Salman Rushdie on ventilator after attack

Story by  ATV | Posted by  Nakul Shivani • 1 Years ago
Salman Rushdie (File Photo)
Salman Rushdie (File Photo)

 

New York

Over 33 years after Iran's leader Ayotullah Khomeini had issued a fatwa of death to the renowned India- born British author Salman Rushdie, he was stabbed by a young American  at a function in New York and injured critically.

Rusdie, 75, is currently on a ventilator and is likely to lose an eye after he underwent surgery following the attack at a literary event on Friday night.
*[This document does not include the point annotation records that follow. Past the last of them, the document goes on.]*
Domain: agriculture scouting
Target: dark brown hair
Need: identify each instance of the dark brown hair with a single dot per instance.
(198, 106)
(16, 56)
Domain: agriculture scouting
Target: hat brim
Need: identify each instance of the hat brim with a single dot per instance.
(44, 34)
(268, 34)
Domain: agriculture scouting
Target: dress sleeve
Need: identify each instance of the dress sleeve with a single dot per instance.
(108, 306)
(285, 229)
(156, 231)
Rushdie has received death threats from Iran for his book The Satanic Verses that some Muslims considered blasphemous. Eyewitnesses said while the anchor was introducing the author, a young man suddenly jumnped on stage and stabbed him at least once in the neck and once in the abdomen.
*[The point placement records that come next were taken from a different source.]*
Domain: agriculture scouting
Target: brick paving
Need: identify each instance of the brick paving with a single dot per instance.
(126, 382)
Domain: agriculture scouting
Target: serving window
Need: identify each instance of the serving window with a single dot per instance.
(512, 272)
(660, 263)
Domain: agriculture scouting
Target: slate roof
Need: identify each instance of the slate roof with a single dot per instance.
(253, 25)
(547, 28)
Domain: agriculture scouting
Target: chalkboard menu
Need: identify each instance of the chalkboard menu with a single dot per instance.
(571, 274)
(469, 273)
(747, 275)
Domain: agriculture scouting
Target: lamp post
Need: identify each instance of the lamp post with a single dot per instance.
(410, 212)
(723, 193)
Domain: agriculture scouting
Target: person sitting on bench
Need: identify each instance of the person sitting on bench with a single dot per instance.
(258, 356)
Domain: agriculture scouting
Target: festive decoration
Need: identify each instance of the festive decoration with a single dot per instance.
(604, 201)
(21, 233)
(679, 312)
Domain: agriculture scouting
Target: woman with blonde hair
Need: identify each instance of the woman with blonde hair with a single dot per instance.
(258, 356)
Rushdie's literary agent, Andrew Wylie, sent an update on his condition, saying the author was on a ventilator and cannot speak. "The news is not good," he said adding "Salman will likely lose one eye; the nerves in his arm were severed, and his liver was stabbed and damaged."

Rushdie who shot to fame by winning Booker prize for his Novel Midnights' Children in 1981, faced death threats over his book The Satanic Verses which was released in 1988. India also banned the book.

Several literary figures and public officials reacted to the attack on Rushdie.

Bangladeshi author who has been living in exile, first in Europe and now in India, after death threats to her on book Lajja (Shame) by Islamic hardliners, said she is worried.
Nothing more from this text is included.